I think it is clear that Hillary will be challenged by a progressive, whether it be Howard Dean or Schweitzer. Both should know that they will not win, but at least they can shift Hillary to the left and not the right.
The New York Times on a federal court ruling finding that the NSA’s data mining program is illegal:
Reaching into the 18th century from the 21st, the judge wrote that James Madison “would be aghast” at the degree of privacy invasion the data sweep represents. […] Judge Leon recognized the government’s compelling interest in preventing terrorism, but he pointed out that it “does not cite a single instance” in which the data collection “actually stopped an imminent attack.” […]
The judge, in granting the plaintiffs’ request for a preliminary injunction, ordered the government to stop collecting the plaintiffs’ phone data and to destroy any data it had already collected, but because of the “significant national security interests at stake,” he stayed his own ruling to allow the government to appeal. The decision applies only to the plaintiffs in this case, and not to the American public at large.
Though the ruling is limited in those respects, it is an enormous symbolic victory for opponents of the bulk-collection program, and a reminder of the importance of the adversarial process. For seven years, these constitutional issues have been adjudicated under “a cloak of secrecy,” as Judge Leon put it. Now, that cloak has finally been lifted in a true court of law.
Who is ready for the largest class action in human history?
The Governor is about to show us whose side he is on? The rich or the poor.
Gov. Jack Markell, who will present a new budget to the General Assembly next month, will not have a significant boost in new tax revenue to cover mandatory cost increases in health care and education, according to new revenue estimates out Monday.[…]

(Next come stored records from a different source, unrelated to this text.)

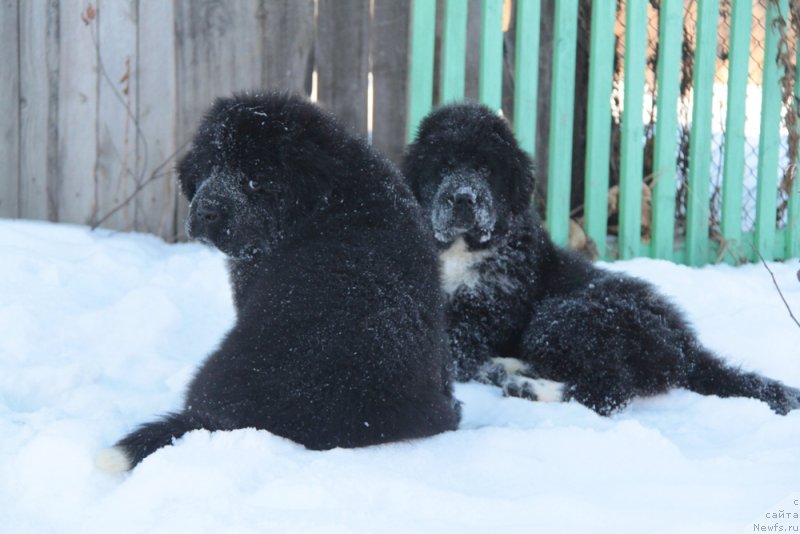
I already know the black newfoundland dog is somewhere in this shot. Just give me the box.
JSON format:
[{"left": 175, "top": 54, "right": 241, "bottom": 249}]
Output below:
[
  {"left": 403, "top": 104, "right": 800, "bottom": 415},
  {"left": 98, "top": 93, "right": 460, "bottom": 471}
]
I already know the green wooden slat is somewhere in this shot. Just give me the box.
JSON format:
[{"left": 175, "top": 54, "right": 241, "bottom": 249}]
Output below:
[
  {"left": 514, "top": 0, "right": 541, "bottom": 157},
  {"left": 650, "top": 0, "right": 680, "bottom": 260},
  {"left": 547, "top": 0, "right": 578, "bottom": 245},
  {"left": 720, "top": 0, "right": 753, "bottom": 264},
  {"left": 583, "top": 2, "right": 617, "bottom": 258},
  {"left": 406, "top": 0, "right": 436, "bottom": 141},
  {"left": 784, "top": 43, "right": 800, "bottom": 258},
  {"left": 619, "top": 1, "right": 647, "bottom": 259},
  {"left": 755, "top": 0, "right": 789, "bottom": 260},
  {"left": 478, "top": 0, "right": 503, "bottom": 110},
  {"left": 440, "top": 0, "right": 469, "bottom": 103},
  {"left": 686, "top": 0, "right": 719, "bottom": 265}
]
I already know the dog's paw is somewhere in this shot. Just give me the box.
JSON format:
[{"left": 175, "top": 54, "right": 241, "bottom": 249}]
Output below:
[
  {"left": 503, "top": 374, "right": 565, "bottom": 402},
  {"left": 94, "top": 447, "right": 131, "bottom": 473}
]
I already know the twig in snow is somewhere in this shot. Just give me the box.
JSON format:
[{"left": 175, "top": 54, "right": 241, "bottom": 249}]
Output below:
[{"left": 753, "top": 247, "right": 800, "bottom": 328}]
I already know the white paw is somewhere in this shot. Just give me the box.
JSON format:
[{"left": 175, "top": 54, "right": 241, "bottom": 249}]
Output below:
[
  {"left": 503, "top": 375, "right": 564, "bottom": 402},
  {"left": 94, "top": 447, "right": 131, "bottom": 473},
  {"left": 492, "top": 358, "right": 528, "bottom": 376}
]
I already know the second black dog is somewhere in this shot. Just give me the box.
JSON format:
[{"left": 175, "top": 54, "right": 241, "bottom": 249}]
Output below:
[{"left": 403, "top": 104, "right": 800, "bottom": 414}]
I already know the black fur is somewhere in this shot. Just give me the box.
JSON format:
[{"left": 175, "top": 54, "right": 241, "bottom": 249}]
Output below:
[
  {"left": 403, "top": 104, "right": 800, "bottom": 414},
  {"left": 117, "top": 94, "right": 460, "bottom": 472}
]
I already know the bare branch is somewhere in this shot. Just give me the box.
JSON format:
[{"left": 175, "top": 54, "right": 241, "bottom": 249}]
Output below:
[{"left": 753, "top": 247, "right": 800, "bottom": 328}]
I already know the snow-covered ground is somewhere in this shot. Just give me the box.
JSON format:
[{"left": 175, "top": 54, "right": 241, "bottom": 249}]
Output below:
[{"left": 0, "top": 221, "right": 800, "bottom": 534}]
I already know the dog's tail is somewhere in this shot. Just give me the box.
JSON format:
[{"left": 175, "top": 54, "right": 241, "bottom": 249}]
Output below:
[
  {"left": 95, "top": 412, "right": 213, "bottom": 473},
  {"left": 683, "top": 346, "right": 800, "bottom": 415}
]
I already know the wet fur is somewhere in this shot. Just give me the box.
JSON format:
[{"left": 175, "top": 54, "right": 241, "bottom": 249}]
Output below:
[
  {"left": 403, "top": 104, "right": 800, "bottom": 414},
  {"left": 103, "top": 94, "right": 459, "bottom": 467}
]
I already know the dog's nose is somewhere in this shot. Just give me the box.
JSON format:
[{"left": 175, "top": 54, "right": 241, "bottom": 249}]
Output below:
[
  {"left": 196, "top": 202, "right": 220, "bottom": 222},
  {"left": 453, "top": 192, "right": 475, "bottom": 209}
]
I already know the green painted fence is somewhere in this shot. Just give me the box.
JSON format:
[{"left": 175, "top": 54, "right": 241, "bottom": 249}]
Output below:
[{"left": 407, "top": 0, "right": 800, "bottom": 265}]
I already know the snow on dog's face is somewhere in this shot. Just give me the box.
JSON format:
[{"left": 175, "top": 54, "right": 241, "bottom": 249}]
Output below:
[
  {"left": 430, "top": 169, "right": 497, "bottom": 243},
  {"left": 403, "top": 104, "right": 533, "bottom": 249},
  {"left": 178, "top": 94, "right": 332, "bottom": 259}
]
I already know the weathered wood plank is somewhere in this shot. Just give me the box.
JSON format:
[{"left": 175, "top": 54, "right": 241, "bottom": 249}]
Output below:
[
  {"left": 134, "top": 0, "right": 177, "bottom": 240},
  {"left": 0, "top": 0, "right": 20, "bottom": 217},
  {"left": 93, "top": 0, "right": 140, "bottom": 230},
  {"left": 19, "top": 0, "right": 60, "bottom": 220},
  {"left": 55, "top": 2, "right": 97, "bottom": 224},
  {"left": 370, "top": 0, "right": 411, "bottom": 163},
  {"left": 258, "top": 0, "right": 314, "bottom": 95},
  {"left": 315, "top": 0, "right": 369, "bottom": 136}
]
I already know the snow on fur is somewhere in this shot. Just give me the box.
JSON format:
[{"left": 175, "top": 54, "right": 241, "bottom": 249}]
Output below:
[{"left": 0, "top": 221, "right": 800, "bottom": 533}]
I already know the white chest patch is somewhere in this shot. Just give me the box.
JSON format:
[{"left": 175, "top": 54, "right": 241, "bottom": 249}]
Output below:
[{"left": 439, "top": 237, "right": 491, "bottom": 295}]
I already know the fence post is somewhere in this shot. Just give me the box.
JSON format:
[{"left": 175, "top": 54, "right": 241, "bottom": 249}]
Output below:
[
  {"left": 439, "top": 0, "right": 469, "bottom": 104},
  {"left": 514, "top": 0, "right": 542, "bottom": 157},
  {"left": 686, "top": 0, "right": 719, "bottom": 266},
  {"left": 619, "top": 1, "right": 648, "bottom": 259},
  {"left": 583, "top": 2, "right": 617, "bottom": 258},
  {"left": 406, "top": 0, "right": 436, "bottom": 141},
  {"left": 547, "top": 0, "right": 578, "bottom": 245},
  {"left": 720, "top": 0, "right": 753, "bottom": 264},
  {"left": 755, "top": 0, "right": 789, "bottom": 260},
  {"left": 478, "top": 0, "right": 503, "bottom": 111},
  {"left": 650, "top": 0, "right": 680, "bottom": 260}
]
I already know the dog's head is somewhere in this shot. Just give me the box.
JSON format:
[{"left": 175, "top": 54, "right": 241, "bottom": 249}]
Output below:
[
  {"left": 403, "top": 104, "right": 533, "bottom": 248},
  {"left": 178, "top": 93, "right": 337, "bottom": 259}
]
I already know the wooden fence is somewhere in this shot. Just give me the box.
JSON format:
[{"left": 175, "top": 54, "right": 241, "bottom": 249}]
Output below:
[
  {"left": 0, "top": 0, "right": 409, "bottom": 240},
  {"left": 409, "top": 0, "right": 800, "bottom": 265},
  {"left": 0, "top": 0, "right": 800, "bottom": 265}
]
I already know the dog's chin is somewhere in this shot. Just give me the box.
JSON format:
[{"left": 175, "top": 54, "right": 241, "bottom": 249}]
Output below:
[
  {"left": 433, "top": 225, "right": 492, "bottom": 244},
  {"left": 217, "top": 243, "right": 269, "bottom": 261}
]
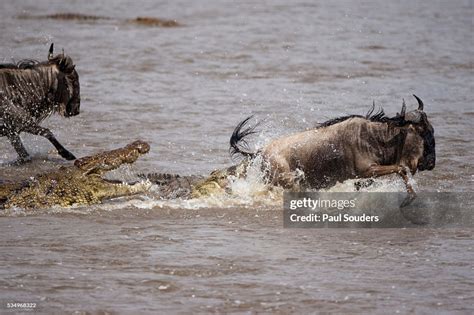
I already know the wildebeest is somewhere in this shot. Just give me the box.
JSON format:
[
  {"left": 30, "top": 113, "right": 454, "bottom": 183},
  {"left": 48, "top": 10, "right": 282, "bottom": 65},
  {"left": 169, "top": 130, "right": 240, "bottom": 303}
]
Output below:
[
  {"left": 230, "top": 95, "right": 436, "bottom": 202},
  {"left": 0, "top": 44, "right": 81, "bottom": 162}
]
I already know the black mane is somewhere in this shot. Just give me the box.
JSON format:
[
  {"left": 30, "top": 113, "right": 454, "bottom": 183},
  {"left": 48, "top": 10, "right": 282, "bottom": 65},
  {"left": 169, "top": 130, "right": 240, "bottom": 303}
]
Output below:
[
  {"left": 0, "top": 59, "right": 44, "bottom": 69},
  {"left": 316, "top": 104, "right": 405, "bottom": 129}
]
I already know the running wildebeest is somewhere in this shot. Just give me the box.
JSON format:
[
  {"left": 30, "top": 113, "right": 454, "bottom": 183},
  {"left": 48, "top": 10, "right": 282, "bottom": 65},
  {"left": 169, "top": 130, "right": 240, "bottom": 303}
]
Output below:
[
  {"left": 230, "top": 95, "right": 436, "bottom": 205},
  {"left": 0, "top": 44, "right": 81, "bottom": 163}
]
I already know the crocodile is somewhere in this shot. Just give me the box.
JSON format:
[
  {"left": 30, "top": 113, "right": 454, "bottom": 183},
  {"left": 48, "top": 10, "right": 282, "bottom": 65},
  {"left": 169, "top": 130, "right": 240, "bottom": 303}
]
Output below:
[
  {"left": 0, "top": 140, "right": 247, "bottom": 209},
  {"left": 0, "top": 140, "right": 150, "bottom": 209},
  {"left": 17, "top": 12, "right": 182, "bottom": 28}
]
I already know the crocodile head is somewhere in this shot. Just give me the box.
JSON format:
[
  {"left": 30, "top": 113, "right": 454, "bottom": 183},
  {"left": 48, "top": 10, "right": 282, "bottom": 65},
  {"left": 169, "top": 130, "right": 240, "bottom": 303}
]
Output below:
[{"left": 0, "top": 141, "right": 150, "bottom": 209}]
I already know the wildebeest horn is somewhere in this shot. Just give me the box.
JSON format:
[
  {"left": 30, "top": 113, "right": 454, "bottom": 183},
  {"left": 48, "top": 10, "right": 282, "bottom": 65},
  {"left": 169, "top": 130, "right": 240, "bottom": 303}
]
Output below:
[
  {"left": 413, "top": 94, "right": 424, "bottom": 110},
  {"left": 400, "top": 99, "right": 407, "bottom": 118},
  {"left": 48, "top": 43, "right": 54, "bottom": 60}
]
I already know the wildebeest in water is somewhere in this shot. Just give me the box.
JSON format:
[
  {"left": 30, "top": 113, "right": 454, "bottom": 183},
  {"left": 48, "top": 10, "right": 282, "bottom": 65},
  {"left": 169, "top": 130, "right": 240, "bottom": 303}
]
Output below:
[
  {"left": 230, "top": 95, "right": 436, "bottom": 205},
  {"left": 0, "top": 44, "right": 81, "bottom": 162}
]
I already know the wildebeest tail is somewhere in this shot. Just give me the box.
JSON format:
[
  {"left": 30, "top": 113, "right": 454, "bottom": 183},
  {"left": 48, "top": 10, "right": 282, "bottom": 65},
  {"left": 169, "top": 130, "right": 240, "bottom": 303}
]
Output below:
[{"left": 229, "top": 115, "right": 258, "bottom": 158}]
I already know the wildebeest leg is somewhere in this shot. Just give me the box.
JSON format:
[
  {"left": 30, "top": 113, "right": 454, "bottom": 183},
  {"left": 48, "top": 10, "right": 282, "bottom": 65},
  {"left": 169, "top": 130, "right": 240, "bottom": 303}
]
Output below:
[
  {"left": 364, "top": 165, "right": 416, "bottom": 207},
  {"left": 25, "top": 126, "right": 76, "bottom": 160},
  {"left": 6, "top": 132, "right": 29, "bottom": 164}
]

“Even though revenues ultimately are still going to be up from last year, they’re not going to be up enough to cover the automatic growth in Medicaid and the automatic growth in schools,” said Rep. Melanie George Smith, D-Bear, co-chair of the budget writing Joint FinanceCommittee. “That’s the real issue.”
Senate Minority Leader Gary Simpson offers the standard Republican prescription for anything involving fiscal matters: tax cuts and more tax cuts. Even though history has shown all tax cuts do is raise the budget deficit, something the Governor and the General Assembly is trying to close.
I assume Mr. Markell will not go down the tax cut course, for if he does, he should just join the Republican Party right now. But what I do seem him doing is trying to cut spending on social services to avoid in any way raising a dime in taxes on his friends in the corporate world.
Meanwhile, the solution is simple: enact a progressive tax structure. Right now, someone making $6 million a year and someone making $600,000 a year and someone making $60,000 a year all pay the same tax rate in the state of Delaware. Governor Markell could raise revenue but add more rate levels above the current ceiling of $60,000.